He suffered himself to be persuaded, and we passed under the Capitol and at the back of Mount Palatine on our way to the baths. The principal site of antient Rome is deserted, and we visit the Forum and the most populous of the hills of Rome through grassy lanes and across fields where few people ever come. This is fortunate; the ruins would lose half their beauty if surrounded by modern buildings, and we have only to regret that the Capitol has not been neglected as Mount Palatine and Mount Caelius are.

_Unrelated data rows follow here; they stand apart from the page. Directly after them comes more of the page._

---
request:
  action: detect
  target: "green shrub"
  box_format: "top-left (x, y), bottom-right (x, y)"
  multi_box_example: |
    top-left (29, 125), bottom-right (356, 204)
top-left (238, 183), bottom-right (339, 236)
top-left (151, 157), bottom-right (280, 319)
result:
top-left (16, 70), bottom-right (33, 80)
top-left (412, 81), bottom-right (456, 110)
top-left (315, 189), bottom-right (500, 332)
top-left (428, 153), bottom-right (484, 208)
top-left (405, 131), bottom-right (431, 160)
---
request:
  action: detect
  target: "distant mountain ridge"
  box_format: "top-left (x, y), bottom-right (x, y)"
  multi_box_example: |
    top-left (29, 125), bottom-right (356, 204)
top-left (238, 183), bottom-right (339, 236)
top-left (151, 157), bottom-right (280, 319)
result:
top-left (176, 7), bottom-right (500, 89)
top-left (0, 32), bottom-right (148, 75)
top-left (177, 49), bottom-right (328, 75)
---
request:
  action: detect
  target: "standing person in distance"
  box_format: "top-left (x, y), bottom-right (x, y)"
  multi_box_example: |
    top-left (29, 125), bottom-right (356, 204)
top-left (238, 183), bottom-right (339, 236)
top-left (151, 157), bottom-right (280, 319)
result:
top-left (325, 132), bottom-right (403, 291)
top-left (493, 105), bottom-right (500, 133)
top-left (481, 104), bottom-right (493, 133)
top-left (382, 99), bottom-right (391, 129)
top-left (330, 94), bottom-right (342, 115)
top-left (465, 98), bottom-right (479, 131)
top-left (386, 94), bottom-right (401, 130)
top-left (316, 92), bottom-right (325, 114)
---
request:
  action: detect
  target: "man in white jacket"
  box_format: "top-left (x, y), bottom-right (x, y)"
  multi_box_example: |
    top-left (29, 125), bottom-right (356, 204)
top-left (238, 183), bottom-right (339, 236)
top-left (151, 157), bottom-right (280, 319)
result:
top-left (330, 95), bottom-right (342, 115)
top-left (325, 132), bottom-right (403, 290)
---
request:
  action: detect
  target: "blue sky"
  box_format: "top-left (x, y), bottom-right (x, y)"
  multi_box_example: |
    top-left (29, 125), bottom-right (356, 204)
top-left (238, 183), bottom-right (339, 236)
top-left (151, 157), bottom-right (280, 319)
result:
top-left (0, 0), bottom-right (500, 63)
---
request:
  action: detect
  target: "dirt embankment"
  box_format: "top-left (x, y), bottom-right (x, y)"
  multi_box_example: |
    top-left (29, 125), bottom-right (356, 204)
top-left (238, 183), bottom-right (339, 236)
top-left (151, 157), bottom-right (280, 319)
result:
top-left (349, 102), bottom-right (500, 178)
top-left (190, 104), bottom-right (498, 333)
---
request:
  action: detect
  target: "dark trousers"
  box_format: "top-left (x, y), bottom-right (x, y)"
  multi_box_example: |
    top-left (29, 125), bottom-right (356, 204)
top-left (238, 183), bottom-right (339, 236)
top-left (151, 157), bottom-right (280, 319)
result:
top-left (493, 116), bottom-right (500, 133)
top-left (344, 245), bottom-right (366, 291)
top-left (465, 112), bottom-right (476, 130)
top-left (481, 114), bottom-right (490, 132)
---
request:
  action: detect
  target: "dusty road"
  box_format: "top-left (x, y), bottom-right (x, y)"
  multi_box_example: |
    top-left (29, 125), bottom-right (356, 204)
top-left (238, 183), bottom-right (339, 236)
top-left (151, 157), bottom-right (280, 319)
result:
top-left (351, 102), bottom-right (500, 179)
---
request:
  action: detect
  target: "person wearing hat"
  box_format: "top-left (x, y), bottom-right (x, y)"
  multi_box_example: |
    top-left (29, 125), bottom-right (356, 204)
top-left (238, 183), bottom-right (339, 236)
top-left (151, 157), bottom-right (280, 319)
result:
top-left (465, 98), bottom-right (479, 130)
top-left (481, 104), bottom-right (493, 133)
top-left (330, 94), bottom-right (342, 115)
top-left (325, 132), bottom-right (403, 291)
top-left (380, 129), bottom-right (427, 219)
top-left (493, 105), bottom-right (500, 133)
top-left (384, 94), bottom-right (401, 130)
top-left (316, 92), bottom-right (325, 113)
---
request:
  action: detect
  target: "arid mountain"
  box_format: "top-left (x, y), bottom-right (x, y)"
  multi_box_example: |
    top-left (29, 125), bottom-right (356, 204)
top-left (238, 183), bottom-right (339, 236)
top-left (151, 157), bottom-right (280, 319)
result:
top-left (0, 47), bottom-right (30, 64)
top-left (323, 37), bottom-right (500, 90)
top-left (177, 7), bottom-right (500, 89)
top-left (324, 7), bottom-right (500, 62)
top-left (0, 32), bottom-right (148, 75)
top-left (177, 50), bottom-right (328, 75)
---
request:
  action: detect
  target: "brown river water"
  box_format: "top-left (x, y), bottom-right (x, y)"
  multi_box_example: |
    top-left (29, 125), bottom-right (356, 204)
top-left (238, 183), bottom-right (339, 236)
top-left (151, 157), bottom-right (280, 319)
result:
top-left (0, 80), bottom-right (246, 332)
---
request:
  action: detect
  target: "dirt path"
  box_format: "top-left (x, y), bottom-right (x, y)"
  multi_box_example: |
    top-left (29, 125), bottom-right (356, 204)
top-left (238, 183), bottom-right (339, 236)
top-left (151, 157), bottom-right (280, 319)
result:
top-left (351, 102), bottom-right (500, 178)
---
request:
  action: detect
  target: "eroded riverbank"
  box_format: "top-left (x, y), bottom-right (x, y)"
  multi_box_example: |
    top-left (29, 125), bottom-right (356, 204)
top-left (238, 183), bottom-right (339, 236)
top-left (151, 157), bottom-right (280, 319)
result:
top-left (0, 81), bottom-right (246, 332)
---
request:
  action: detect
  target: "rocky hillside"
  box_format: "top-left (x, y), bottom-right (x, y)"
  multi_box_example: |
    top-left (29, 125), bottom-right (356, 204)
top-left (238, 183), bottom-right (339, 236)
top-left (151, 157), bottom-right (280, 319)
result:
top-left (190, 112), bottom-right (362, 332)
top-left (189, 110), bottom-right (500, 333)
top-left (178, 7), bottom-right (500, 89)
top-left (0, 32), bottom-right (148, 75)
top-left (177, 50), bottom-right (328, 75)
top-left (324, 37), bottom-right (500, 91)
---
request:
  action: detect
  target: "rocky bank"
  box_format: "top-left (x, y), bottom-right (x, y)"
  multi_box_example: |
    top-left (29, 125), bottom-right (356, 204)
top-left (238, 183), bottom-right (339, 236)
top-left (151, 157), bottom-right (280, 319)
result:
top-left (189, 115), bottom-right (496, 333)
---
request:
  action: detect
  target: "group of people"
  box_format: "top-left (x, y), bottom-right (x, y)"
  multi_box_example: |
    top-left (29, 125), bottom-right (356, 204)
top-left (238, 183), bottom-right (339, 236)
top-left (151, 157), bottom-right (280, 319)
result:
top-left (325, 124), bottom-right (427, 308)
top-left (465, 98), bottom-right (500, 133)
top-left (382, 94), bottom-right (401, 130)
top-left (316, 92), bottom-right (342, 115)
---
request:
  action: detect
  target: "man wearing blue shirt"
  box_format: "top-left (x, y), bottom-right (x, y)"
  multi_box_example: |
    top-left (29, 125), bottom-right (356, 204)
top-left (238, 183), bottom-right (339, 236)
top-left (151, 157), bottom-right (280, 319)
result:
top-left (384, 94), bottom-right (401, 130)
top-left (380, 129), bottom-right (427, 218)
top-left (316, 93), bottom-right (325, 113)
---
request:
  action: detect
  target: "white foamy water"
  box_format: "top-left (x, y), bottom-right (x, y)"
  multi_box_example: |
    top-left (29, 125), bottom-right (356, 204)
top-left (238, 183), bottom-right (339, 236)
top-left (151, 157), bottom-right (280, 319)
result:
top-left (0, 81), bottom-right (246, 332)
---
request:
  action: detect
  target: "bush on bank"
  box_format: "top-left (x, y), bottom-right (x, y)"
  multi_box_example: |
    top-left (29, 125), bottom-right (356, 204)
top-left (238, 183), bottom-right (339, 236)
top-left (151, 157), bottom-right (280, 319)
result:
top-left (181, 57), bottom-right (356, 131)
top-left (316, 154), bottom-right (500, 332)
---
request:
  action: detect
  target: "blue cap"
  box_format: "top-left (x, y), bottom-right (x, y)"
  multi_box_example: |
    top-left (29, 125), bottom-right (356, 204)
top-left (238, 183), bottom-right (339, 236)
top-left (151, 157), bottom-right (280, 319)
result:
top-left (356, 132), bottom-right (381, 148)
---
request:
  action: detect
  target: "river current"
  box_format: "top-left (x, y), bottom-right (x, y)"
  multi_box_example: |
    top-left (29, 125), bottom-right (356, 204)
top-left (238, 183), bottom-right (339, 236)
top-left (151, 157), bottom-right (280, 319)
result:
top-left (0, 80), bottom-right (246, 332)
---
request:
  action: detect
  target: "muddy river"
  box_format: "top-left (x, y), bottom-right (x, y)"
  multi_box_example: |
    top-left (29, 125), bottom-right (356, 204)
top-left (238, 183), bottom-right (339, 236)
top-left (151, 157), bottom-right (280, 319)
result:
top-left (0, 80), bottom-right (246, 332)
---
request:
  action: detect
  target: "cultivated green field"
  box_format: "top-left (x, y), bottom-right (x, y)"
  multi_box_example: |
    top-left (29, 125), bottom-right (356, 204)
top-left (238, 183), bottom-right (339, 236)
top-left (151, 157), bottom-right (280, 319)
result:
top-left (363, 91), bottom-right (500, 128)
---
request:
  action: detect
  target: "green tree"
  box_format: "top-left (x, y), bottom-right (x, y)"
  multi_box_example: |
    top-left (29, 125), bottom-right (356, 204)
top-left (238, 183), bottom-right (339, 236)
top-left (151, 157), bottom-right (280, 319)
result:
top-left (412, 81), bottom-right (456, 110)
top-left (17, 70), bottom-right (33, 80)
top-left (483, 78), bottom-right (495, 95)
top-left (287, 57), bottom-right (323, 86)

I cannot tell what the feelings of Valenius were: his emotions were strong, but he was silent, but for ever cast his eyes up to the sky; and once he said, “I like to look at the heavens, and only at them, for they are not changed.” We entered the baths, and after visiting all the apartments, we ascended the shattered staircase and passed over the immense arches and the walls, which, when you are on them, appear like fields and glens and sloping hills. We were surrounded by fragrant weeds, and their height on each side of the path deceives you and adds still greater apparent extent to the ruins on which we walked. Sometimes, the top of some buttress is spread out into a field enamelled by the most beautiful flowers. And now winding about a difficult path, we reached the top of a turret and saw all Rome with the windings of the Tiber at but a short distance from us. This is of all others the place I delight most in Rome to visit: it joins the beauty and fragrance of Nature to the sublimest idea of human power; and when so united, they have an interest and feeling that sinks deep into my heart.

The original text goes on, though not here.